"Il y a amour et amour" Charles Delhez
Par Benedicte De Wagter le mardi, février 23 2016, 13:23 - Lien permanent
L’amour ! Que de malentendus autour de ce mot magique ! Pauvre langue française qui n’a qu’un substantif pour exprimer cette réalité si riche. Par contre, en grec, l’amour à l’intérieur d’une famille (storgè), par exemple, se dit autrement que l’attirance entre un homme et une femme (éros).Différents termes de cette langue évoquent l’amour et peuvent raconter l’histoire du couple qui finit par s’engager dans la durée : éros, philia, agapè.
Tout commence par une attirance – immédiate ou petit à petit réciproque. C’est la montée de la sève au printemps ! Voilà éros. Le sentiment amoureux relève de l’érotique, à ne pas confondre avec la pornographie. Il entre en nous sans notre permission et s’en va de la même façon. Il n’a pas les promesses de l’éternité. Maximum trois ans, disent les sexologues. Le temps se chargera ensuite de défaire ce qui était né si spontanément. L’espèce humaine, comme les autres espèces animales, désire se reproduire… “L’homme doit donner la vie qu’il a reçue, il ne sert qu’à cela”, constate cyniquement René Barjavel dans La faim du tigre.
Quand l’amour s’éveille en nous, on est littéralement obsédé par l’autre.

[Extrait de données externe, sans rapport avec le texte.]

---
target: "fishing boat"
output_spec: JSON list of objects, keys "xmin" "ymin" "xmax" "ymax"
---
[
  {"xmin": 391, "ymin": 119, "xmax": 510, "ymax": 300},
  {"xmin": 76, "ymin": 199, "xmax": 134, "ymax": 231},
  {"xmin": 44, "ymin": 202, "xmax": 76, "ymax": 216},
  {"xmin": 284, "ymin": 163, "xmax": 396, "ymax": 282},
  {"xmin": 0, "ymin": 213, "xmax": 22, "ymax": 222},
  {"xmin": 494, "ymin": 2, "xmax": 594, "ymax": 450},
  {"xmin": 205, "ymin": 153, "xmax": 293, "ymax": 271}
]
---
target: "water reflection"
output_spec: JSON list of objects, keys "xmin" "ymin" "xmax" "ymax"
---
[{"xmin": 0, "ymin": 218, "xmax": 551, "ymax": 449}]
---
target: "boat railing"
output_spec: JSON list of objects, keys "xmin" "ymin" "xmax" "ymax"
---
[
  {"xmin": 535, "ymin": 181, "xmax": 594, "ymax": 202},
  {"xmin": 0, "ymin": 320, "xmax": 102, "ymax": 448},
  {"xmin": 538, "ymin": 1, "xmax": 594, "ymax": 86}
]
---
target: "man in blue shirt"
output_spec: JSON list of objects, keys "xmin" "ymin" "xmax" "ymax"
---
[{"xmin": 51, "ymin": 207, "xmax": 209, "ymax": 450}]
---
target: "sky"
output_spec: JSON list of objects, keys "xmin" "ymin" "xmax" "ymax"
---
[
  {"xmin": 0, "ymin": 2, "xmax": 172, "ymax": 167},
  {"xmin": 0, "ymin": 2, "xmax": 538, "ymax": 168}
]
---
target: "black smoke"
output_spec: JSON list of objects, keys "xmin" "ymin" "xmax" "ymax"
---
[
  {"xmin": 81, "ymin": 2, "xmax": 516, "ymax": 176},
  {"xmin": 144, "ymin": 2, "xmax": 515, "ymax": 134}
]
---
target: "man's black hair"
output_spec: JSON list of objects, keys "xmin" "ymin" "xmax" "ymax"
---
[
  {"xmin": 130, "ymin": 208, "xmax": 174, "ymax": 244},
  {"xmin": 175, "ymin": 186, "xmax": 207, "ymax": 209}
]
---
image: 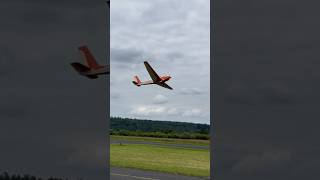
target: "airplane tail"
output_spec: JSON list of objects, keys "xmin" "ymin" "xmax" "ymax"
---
[
  {"xmin": 78, "ymin": 46, "xmax": 100, "ymax": 69},
  {"xmin": 71, "ymin": 62, "xmax": 90, "ymax": 74},
  {"xmin": 71, "ymin": 62, "xmax": 98, "ymax": 79},
  {"xmin": 132, "ymin": 76, "xmax": 141, "ymax": 86}
]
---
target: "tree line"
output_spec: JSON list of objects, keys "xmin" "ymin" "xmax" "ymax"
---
[{"xmin": 110, "ymin": 117, "xmax": 210, "ymax": 140}]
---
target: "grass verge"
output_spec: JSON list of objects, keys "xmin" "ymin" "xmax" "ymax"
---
[
  {"xmin": 110, "ymin": 135, "xmax": 210, "ymax": 146},
  {"xmin": 110, "ymin": 144, "xmax": 210, "ymax": 177}
]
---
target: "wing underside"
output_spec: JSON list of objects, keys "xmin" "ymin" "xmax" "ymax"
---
[
  {"xmin": 158, "ymin": 83, "xmax": 173, "ymax": 90},
  {"xmin": 144, "ymin": 61, "xmax": 161, "ymax": 82}
]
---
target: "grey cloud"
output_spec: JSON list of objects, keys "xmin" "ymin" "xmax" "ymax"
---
[
  {"xmin": 110, "ymin": 48, "xmax": 144, "ymax": 63},
  {"xmin": 181, "ymin": 88, "xmax": 204, "ymax": 95},
  {"xmin": 153, "ymin": 94, "xmax": 168, "ymax": 104}
]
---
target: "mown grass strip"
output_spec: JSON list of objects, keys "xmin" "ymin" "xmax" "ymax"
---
[{"xmin": 110, "ymin": 144, "xmax": 210, "ymax": 177}]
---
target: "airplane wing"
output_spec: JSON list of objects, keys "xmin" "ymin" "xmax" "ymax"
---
[
  {"xmin": 158, "ymin": 83, "xmax": 173, "ymax": 90},
  {"xmin": 143, "ymin": 61, "xmax": 161, "ymax": 82}
]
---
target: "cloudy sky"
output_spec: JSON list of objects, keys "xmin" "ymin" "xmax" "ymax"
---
[
  {"xmin": 0, "ymin": 0, "xmax": 109, "ymax": 179},
  {"xmin": 110, "ymin": 0, "xmax": 210, "ymax": 124}
]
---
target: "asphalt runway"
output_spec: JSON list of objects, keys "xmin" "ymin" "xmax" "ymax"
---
[
  {"xmin": 110, "ymin": 167, "xmax": 210, "ymax": 180},
  {"xmin": 111, "ymin": 141, "xmax": 210, "ymax": 149}
]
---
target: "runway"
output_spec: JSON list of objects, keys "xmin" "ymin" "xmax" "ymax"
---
[{"xmin": 110, "ymin": 167, "xmax": 210, "ymax": 180}]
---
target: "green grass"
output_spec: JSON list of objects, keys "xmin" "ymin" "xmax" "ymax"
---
[
  {"xmin": 110, "ymin": 135, "xmax": 210, "ymax": 146},
  {"xmin": 110, "ymin": 144, "xmax": 210, "ymax": 177}
]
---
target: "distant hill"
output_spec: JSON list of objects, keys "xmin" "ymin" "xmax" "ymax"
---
[{"xmin": 110, "ymin": 117, "xmax": 210, "ymax": 139}]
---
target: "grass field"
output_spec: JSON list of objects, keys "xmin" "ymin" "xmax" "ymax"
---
[
  {"xmin": 110, "ymin": 136, "xmax": 210, "ymax": 177},
  {"xmin": 111, "ymin": 135, "xmax": 210, "ymax": 146}
]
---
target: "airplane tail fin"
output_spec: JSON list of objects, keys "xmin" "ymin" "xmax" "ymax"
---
[
  {"xmin": 78, "ymin": 46, "xmax": 100, "ymax": 69},
  {"xmin": 132, "ymin": 76, "xmax": 141, "ymax": 86}
]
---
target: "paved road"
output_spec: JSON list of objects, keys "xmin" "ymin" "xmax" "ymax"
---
[
  {"xmin": 111, "ymin": 140, "xmax": 209, "ymax": 149},
  {"xmin": 110, "ymin": 167, "xmax": 209, "ymax": 180}
]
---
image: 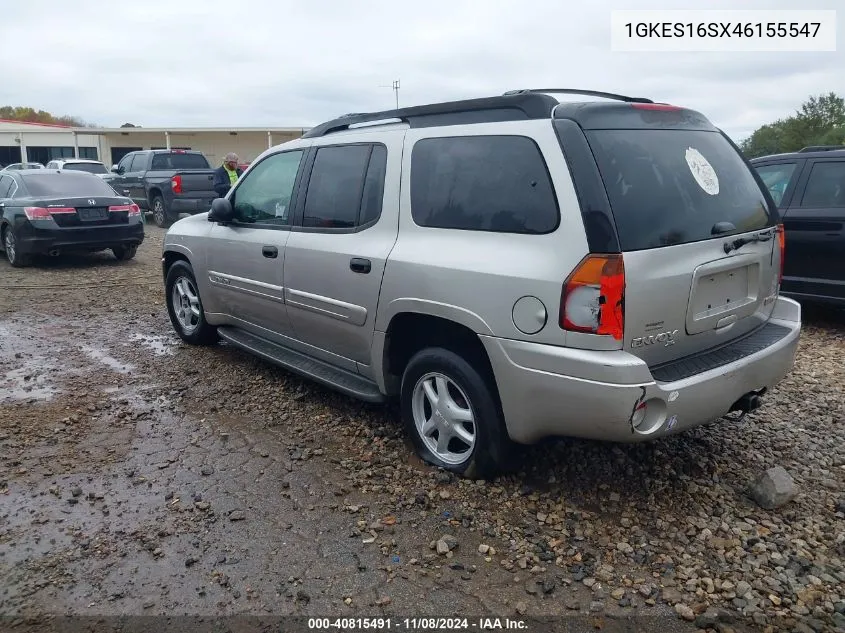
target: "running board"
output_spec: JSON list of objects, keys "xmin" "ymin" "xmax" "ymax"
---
[{"xmin": 217, "ymin": 326, "xmax": 386, "ymax": 402}]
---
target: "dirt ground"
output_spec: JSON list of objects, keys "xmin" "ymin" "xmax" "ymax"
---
[{"xmin": 0, "ymin": 225, "xmax": 845, "ymax": 632}]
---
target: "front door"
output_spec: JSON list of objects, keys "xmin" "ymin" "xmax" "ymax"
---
[
  {"xmin": 284, "ymin": 131, "xmax": 404, "ymax": 369},
  {"xmin": 783, "ymin": 159, "xmax": 845, "ymax": 299},
  {"xmin": 207, "ymin": 149, "xmax": 305, "ymax": 341}
]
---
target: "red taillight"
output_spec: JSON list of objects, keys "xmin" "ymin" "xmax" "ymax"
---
[
  {"xmin": 559, "ymin": 254, "xmax": 625, "ymax": 341},
  {"xmin": 23, "ymin": 207, "xmax": 76, "ymax": 221},
  {"xmin": 109, "ymin": 203, "xmax": 141, "ymax": 217},
  {"xmin": 631, "ymin": 103, "xmax": 681, "ymax": 112}
]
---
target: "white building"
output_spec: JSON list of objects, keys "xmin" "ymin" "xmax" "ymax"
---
[{"xmin": 0, "ymin": 120, "xmax": 308, "ymax": 167}]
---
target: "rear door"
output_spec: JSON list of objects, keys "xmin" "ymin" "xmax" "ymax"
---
[
  {"xmin": 572, "ymin": 116, "xmax": 780, "ymax": 366},
  {"xmin": 284, "ymin": 131, "xmax": 396, "ymax": 371},
  {"xmin": 784, "ymin": 158, "xmax": 845, "ymax": 299},
  {"xmin": 118, "ymin": 152, "xmax": 150, "ymax": 208},
  {"xmin": 108, "ymin": 152, "xmax": 135, "ymax": 196}
]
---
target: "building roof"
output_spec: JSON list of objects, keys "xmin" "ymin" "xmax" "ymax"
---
[
  {"xmin": 90, "ymin": 127, "xmax": 310, "ymax": 134},
  {"xmin": 0, "ymin": 119, "xmax": 73, "ymax": 130},
  {"xmin": 0, "ymin": 119, "xmax": 310, "ymax": 134}
]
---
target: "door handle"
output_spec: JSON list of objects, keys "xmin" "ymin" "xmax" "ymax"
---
[{"xmin": 349, "ymin": 257, "xmax": 373, "ymax": 275}]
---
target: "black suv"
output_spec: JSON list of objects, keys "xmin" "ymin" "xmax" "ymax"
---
[{"xmin": 750, "ymin": 145, "xmax": 845, "ymax": 305}]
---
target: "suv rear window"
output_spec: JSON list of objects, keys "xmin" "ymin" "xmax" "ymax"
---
[
  {"xmin": 22, "ymin": 172, "xmax": 117, "ymax": 198},
  {"xmin": 151, "ymin": 153, "xmax": 209, "ymax": 169},
  {"xmin": 411, "ymin": 136, "xmax": 559, "ymax": 234},
  {"xmin": 586, "ymin": 130, "xmax": 774, "ymax": 251}
]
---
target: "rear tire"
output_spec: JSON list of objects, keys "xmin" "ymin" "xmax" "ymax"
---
[
  {"xmin": 400, "ymin": 347, "xmax": 513, "ymax": 479},
  {"xmin": 0, "ymin": 224, "xmax": 32, "ymax": 268},
  {"xmin": 111, "ymin": 244, "xmax": 138, "ymax": 261},
  {"xmin": 150, "ymin": 196, "xmax": 173, "ymax": 229},
  {"xmin": 164, "ymin": 260, "xmax": 217, "ymax": 345}
]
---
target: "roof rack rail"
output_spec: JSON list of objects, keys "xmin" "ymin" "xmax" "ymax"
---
[
  {"xmin": 798, "ymin": 145, "xmax": 845, "ymax": 153},
  {"xmin": 302, "ymin": 92, "xmax": 558, "ymax": 138},
  {"xmin": 505, "ymin": 88, "xmax": 654, "ymax": 103}
]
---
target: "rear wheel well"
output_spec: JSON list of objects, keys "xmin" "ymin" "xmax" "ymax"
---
[
  {"xmin": 384, "ymin": 312, "xmax": 498, "ymax": 393},
  {"xmin": 162, "ymin": 251, "xmax": 191, "ymax": 277}
]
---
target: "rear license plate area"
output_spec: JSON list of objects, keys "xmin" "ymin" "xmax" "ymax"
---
[
  {"xmin": 691, "ymin": 266, "xmax": 757, "ymax": 321},
  {"xmin": 76, "ymin": 207, "xmax": 109, "ymax": 222}
]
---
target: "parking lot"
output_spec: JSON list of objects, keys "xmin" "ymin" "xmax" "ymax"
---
[{"xmin": 0, "ymin": 225, "xmax": 845, "ymax": 631}]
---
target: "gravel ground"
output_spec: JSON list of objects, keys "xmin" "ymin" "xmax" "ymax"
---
[{"xmin": 0, "ymin": 226, "xmax": 845, "ymax": 633}]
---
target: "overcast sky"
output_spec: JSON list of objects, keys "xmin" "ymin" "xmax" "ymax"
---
[{"xmin": 0, "ymin": 0, "xmax": 845, "ymax": 140}]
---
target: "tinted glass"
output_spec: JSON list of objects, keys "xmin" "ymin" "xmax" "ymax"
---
[
  {"xmin": 755, "ymin": 163, "xmax": 796, "ymax": 206},
  {"xmin": 0, "ymin": 176, "xmax": 12, "ymax": 198},
  {"xmin": 411, "ymin": 136, "xmax": 559, "ymax": 234},
  {"xmin": 302, "ymin": 145, "xmax": 372, "ymax": 228},
  {"xmin": 117, "ymin": 154, "xmax": 137, "ymax": 172},
  {"xmin": 801, "ymin": 161, "xmax": 845, "ymax": 207},
  {"xmin": 65, "ymin": 163, "xmax": 109, "ymax": 174},
  {"xmin": 231, "ymin": 150, "xmax": 303, "ymax": 225},
  {"xmin": 151, "ymin": 154, "xmax": 209, "ymax": 169},
  {"xmin": 22, "ymin": 172, "xmax": 115, "ymax": 197},
  {"xmin": 358, "ymin": 145, "xmax": 387, "ymax": 225},
  {"xmin": 587, "ymin": 130, "xmax": 774, "ymax": 251}
]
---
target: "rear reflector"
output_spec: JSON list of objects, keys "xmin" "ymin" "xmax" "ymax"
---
[
  {"xmin": 631, "ymin": 103, "xmax": 681, "ymax": 112},
  {"xmin": 559, "ymin": 254, "xmax": 625, "ymax": 341},
  {"xmin": 109, "ymin": 203, "xmax": 141, "ymax": 217},
  {"xmin": 23, "ymin": 207, "xmax": 76, "ymax": 221}
]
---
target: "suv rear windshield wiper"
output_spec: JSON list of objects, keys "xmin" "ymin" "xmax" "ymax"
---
[{"xmin": 725, "ymin": 228, "xmax": 774, "ymax": 253}]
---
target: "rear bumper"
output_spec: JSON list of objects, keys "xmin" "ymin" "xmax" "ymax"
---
[
  {"xmin": 481, "ymin": 297, "xmax": 801, "ymax": 444},
  {"xmin": 18, "ymin": 221, "xmax": 144, "ymax": 254},
  {"xmin": 168, "ymin": 198, "xmax": 214, "ymax": 215}
]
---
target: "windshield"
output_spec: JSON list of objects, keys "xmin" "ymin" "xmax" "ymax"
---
[
  {"xmin": 21, "ymin": 171, "xmax": 116, "ymax": 198},
  {"xmin": 587, "ymin": 130, "xmax": 774, "ymax": 251},
  {"xmin": 63, "ymin": 163, "xmax": 109, "ymax": 174},
  {"xmin": 152, "ymin": 153, "xmax": 209, "ymax": 169}
]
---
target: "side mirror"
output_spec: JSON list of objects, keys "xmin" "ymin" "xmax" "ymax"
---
[{"xmin": 208, "ymin": 198, "xmax": 235, "ymax": 224}]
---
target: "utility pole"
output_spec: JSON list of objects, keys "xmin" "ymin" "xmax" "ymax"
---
[{"xmin": 379, "ymin": 79, "xmax": 399, "ymax": 110}]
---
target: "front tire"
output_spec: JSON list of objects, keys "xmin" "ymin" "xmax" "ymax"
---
[
  {"xmin": 164, "ymin": 260, "xmax": 217, "ymax": 345},
  {"xmin": 111, "ymin": 244, "xmax": 138, "ymax": 261},
  {"xmin": 0, "ymin": 225, "xmax": 32, "ymax": 268},
  {"xmin": 150, "ymin": 196, "xmax": 173, "ymax": 229},
  {"xmin": 400, "ymin": 347, "xmax": 512, "ymax": 479}
]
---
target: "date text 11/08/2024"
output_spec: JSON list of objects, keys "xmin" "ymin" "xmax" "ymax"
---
[{"xmin": 308, "ymin": 617, "xmax": 528, "ymax": 631}]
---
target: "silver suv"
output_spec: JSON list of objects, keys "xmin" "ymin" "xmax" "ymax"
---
[{"xmin": 162, "ymin": 90, "xmax": 801, "ymax": 477}]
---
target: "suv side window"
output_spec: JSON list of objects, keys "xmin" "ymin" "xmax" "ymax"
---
[
  {"xmin": 117, "ymin": 154, "xmax": 135, "ymax": 173},
  {"xmin": 0, "ymin": 176, "xmax": 14, "ymax": 198},
  {"xmin": 757, "ymin": 163, "xmax": 798, "ymax": 206},
  {"xmin": 230, "ymin": 150, "xmax": 304, "ymax": 226},
  {"xmin": 801, "ymin": 161, "xmax": 845, "ymax": 208},
  {"xmin": 411, "ymin": 136, "xmax": 560, "ymax": 235},
  {"xmin": 302, "ymin": 144, "xmax": 387, "ymax": 229},
  {"xmin": 126, "ymin": 154, "xmax": 147, "ymax": 173}
]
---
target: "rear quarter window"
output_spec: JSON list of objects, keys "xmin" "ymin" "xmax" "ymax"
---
[
  {"xmin": 587, "ymin": 129, "xmax": 774, "ymax": 251},
  {"xmin": 411, "ymin": 136, "xmax": 560, "ymax": 234}
]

Ce sentiment, dirait Benjamin Constant, est le plus égoïste des sentiments. Et Clamence, dans La Chute d’Albert Camus, le reconnaît sans peine : “J’ai eu un grand amour dans ma vie et cet amour-là, c’est moi-même !” En fait, on est préoccupé par soi-même, par le bien que cela nous fait. C’est le sentiment amoureux qui m’habite que j’aime ! Il peut pourtant être mortifère et détruire. Que l’on se rappelle les amants de Vérone.
Certaines relations font un pas de plus. Voilà philia, l’amitié, qui entre en scène. Cette fois, c’est toi qui m’intéresses et plus seulement moi. Le temps est celui de la construction. Ce sont les heures interminables de confidences. De la séduction, on est passé à l’apprivoisement. Délicieuse complicité.
Il reste le pas de l’agapè. C’est l’amour-don et non plus seulement l’amour-sentiment. L’amour véritable, et non plus les amourettes. Je suis préoccupé par toi (et non plus obsédé), je me sens responsable de toi, j’ai envie que tu sois toi-même, que tu grandisses en humanité, que tu t’épanouisses. Et cela se traduit en des paroles, des gestes, des sentiments. A chaque fois, c’est un véritable miracle, une sortie de soi sans cesse reprise. Car aimer, c’est toujours vouloir aimer. Et il faut parfois se forcer, l’égo restant très fort.
Au début donc, mais pas uniquement, la séduction prend beaucoup de place. L’amour oblatif n’est pas toujours au rendez-vous quotidien. C’est précisément pour cela qu’il faut la “fidélité”. Elle permet d’aller plus loin, de dépasser le jeu des séductions, d’être amené, par les circonstances de la vie, toujours imprévisibles, à aimer l’autre pour lui-même, au moins de temps en temps. La durée vérifiera et purifiera. Aimer, c'est poursuivre ensemble le chemin, par monts et par vaux. De chaque moment de crise, car il y en aura, l'amour sortira plus fort encore. Regardez le bateau qui descend le fleuve. Parfois, il se retrouve emmuré dans une écluse. Il n’y a plus d’horizon. Quand les portes de devant finissent par s'ouvrir, après un temps de patience, un paysage nouveau se dévoile et l’embarcation, désormais un niveau plus bas, comme ayant gagné en profondeur, peut continuer sa navigation et s’approcher de l'océan.
La nature ne nous a pas programmés pour aimer en vérité, mais simplement pour être attirant et nous laisser attirer. Elle nous offre des “pulsions”, à nous de les transformer en amour véritable, d’articuler éros, philia et agapè pour qu’ils se fécondent mutuellement. A la manière de St Paul, je dirais volontiers : J’aurais beau avoir les plus beaux sentiments du monde à ton égard, être passionné par toi, si je n’ai pas l’amour, je ne suis rien. L’amour-agapè, bien sûr ! Tel est le miracle que l’homme et la femme peuvent opérer.